Si, malgré son horreur pour les tyrans, il a continué à « les fréquenter », c'est qu'une fois admis auprès d'eux, il dépendait de sa vie de ne pas s'en éloigner. « Il était précieux pour l'intérêt sacré de la liberté qu'un citoyen se dévouât au supplice affreux de les observer, de les suivre dans leurs marches légères et tortueuses. »

Il va dévoiler « une intrigue profonde et d'un genre nouveau ; la vérité qui en jaillira ne fera qu'ajouter au mépris, à la honte dont les tyrans sont déjà couverts tous ensemble, Robespierre, Barère, Billaud, Collot, Vadier, comme une tourbe vile et audacieuse, hypocrite et superbe, ridicule et atroce ».

Après avoir demandé au lecteur de ne pas s'en prendre à lui, Vilate, si les faits qu'il va révéler sont indignes de « la gravité révolutionnaire », il déclare qu'il n'a pas tout dit et qu'il faudrait « vingt volumes » pour tout dire.

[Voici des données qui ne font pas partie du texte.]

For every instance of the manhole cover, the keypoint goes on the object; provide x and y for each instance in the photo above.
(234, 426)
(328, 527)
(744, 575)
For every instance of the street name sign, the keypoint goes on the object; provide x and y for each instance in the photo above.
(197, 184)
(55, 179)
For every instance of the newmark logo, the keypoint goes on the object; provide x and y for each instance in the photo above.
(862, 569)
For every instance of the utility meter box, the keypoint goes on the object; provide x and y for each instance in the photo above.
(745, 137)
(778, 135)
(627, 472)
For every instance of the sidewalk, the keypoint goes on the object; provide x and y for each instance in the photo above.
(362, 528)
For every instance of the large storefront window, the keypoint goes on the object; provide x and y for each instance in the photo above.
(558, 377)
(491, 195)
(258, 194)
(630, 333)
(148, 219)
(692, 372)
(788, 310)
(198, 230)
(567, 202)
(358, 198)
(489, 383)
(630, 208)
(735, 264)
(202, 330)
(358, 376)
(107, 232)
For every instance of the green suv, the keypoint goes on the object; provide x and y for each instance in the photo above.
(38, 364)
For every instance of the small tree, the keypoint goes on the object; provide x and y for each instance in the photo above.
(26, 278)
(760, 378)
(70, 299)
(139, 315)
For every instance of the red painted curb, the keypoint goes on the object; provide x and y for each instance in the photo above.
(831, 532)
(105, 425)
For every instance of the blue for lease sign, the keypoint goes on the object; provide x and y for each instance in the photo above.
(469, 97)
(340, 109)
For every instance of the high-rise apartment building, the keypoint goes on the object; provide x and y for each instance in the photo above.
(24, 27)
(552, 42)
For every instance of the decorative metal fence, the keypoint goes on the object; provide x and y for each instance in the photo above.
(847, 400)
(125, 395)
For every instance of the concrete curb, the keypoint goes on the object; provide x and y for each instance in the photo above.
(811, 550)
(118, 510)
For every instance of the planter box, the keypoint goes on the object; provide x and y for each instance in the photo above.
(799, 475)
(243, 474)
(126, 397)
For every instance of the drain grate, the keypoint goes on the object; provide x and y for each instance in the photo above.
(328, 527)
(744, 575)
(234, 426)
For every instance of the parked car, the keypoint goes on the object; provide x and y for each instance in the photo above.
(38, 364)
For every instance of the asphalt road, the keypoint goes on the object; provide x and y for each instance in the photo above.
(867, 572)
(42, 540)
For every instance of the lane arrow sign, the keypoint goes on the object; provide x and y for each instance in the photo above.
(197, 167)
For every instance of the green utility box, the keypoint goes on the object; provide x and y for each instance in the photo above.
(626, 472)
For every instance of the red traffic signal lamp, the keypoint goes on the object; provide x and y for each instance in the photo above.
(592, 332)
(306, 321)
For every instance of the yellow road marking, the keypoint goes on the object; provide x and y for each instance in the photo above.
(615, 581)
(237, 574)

On se rappelle le rapport présenté par Vadier le 27 prairial, à la Convention, sur l'affaire Catherine Théot, cette ancienne domestique à demi folle chez laquelle se réunissaient un certain nombre d'illuminés, parmi lesquels Dom Gerle, ex-chartreux, ancien collègue de Robespierre à l'Assemblée Constituante ; le médecin de la famille d'Orléans, Quesvremont, dit Lamotte, et la marquise de Chastenois. On sait que ce rapport de Vadier avait servi aux ennemis de Robespierre, pour détruire l'effet, incontestablement très grand, produit par la fête du 20 prairial vouée au culte de l'Etre suprême.

Vilate nous dit :

« On se tromperait si l'on croyait avoir connu l'affaire de Catherine Théot par le rapport de Vadier, du 27 prairial. Les mystères de la mère de Dieu et la conspiration qui semblait en découler sont les moindres sujets dignes de la curiosité ; il est d'autres mystères politiques, voilés à dessein par la plume de paon[5]. »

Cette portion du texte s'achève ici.